長野県「平成24年観光地利用者統計調査結果」


 つまり、オリンピックが開催された長野でさえ、このような状況なのだから、他の地域の効果について、疑問をもっているのだ。
 勿論、冬季と夏季の違いなどもあるだろうし、地域によってもその効果は異なってくるだろう。よく発表されるような単純に経済効果というものを考えるのではなく、私自身も効果にについて、まだまだ検証が必要だと思っている。
 ただ、東京オリンピックが決まったから、その対策を実施するというのは、安易と言わざるを得ない。


とはいえ、便利な五輪対策

 しかし、五輪対策というのは、行政・政治的に考えると、やりやすい面もある。

 1つは、観光事業というのは、施策に対する効果というのが、見えにくい。単純に自治体がキャンペーンをやったから増えたというわけではなく、インフラ整備やマスメディアのPRなど、様々な要素が絡み合う。しかし、上記のように、合宿誘致といった五輪対策の場合、その効果は可視化されやすい。合宿やキャンプの誘致に成功すれば、それだけで成果が生まれるからだ。

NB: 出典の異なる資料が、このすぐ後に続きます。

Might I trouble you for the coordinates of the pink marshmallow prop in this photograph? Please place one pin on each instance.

 2つは、議会対策である。東京五輪が決まれば、議員から五輪対策の必要性について質問が出てくる可能性が高い(もうすでに出ている自治体もあるだろう)。そうなると、何もしていないという回答はしにくいものだ。
 この点で、オリンピック対策を実施しているスタンスも自治体としては必要になる。

 これらの点から、五輪対策というのは便利な施策なのである。

 ただ上記で述べたように、まだまだ時間はあるので、対策を行うか否かも含め、各自治体で改めて考えたほうがいいと思う。